Ha vinto la medaglia d'oro alle Olimpiadi di Pechino del 2008. Prima di partecipare ai Giochi di Londra di quest'anno, invece, la bufera: viene trovato positivo al test anti-doping. L'8 agosto la sua conferenza stampa ha tenuto tutti con il fiato sospeso, sono state le sue ultime parole in pubblico. Poi il silenzio. Ora, Alex Schwazer torna a parlare e lo fa dalle pagine di Vanity Fair. Racconta com'è la sua vita adesso che ha smesso di marciare.
Sta bene dice, ha ripreso a studiare. Frequenta la facoltà di Economia a Innsbruck e fa una vita normale.
L'ombra del doping è calata nella sua esistenza in Corea del Sud nel 2011 durante il Mondiale quando, dopo aver marciato nella 20 chilometri, si è qualificato solo nono. La sera stessa i commenti di alcuni suoi colleghi stranieri sono stati per lui come una pugnalata: "Schwazer Italia 3 ore e 36, Schwazer Russia 3 ore e 30". Ovvero il tempo fatto da pulito e quello che invece avrebbe fatto da dopato. Si è sentito stupido l'ex campione e spiega: "Se certi commenti te li fanno quando stai bene, te ne freghi. Ma io, dopo anni di delusioni, avevo un problema psicologico: quelle frasi mi hanno scatenato dentro una tale rabbia, un tale senso di ingiustizia. Mi sono detto: o smetti subito o ti arrangi come fanno tanti, troppi altri". Nella marcia, insomma, il doping è più frequente di quanto si pensi: "Sto dicendo che, degli otto russi qualificati per l’Olimpiade del 2008 tra aprile e maggio, ne hanno beccati cinque ai controlli antidoping- dichiara l'ex campione - Non cerco scuse, so di aver sbagliato, voglio solo spiegare come sono arrivato a fare un errore così stupido". "La pressione più pericolosa è quella che ti crei da solo - aggiunge - e io sono un maestro nel rovinarmi la vita. Fin da bambino sognavo di andare all’Olimpiade, ci sono arrivato, ho addirittura vinto l’oro, eppure mai una volta sono riuscito a fermarmi a godere quel risultato. Sempre a pormi nuovi obiettivi"
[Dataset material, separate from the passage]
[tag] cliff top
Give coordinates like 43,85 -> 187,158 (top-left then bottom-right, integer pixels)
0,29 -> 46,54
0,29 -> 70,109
L'amore con la campionessa di pattinaggio Carolina Kostner sembrava vacillare a causa di tutta questa storia: "Invece ad aprile festeggiamo cinque anni insieme, e questa difficoltà - come i problemi di carriera che lei ebbe due anni fa - ci ha resi ancora più uniti. Se c’è una persona che può capire e perdonare quello che ho fatto, è lei: noi sportivi siamo estremi, viviamo di pressione e disciplina, e se non stiamo bene psicologicamente rischiamo sempre di cadere", dice Alex.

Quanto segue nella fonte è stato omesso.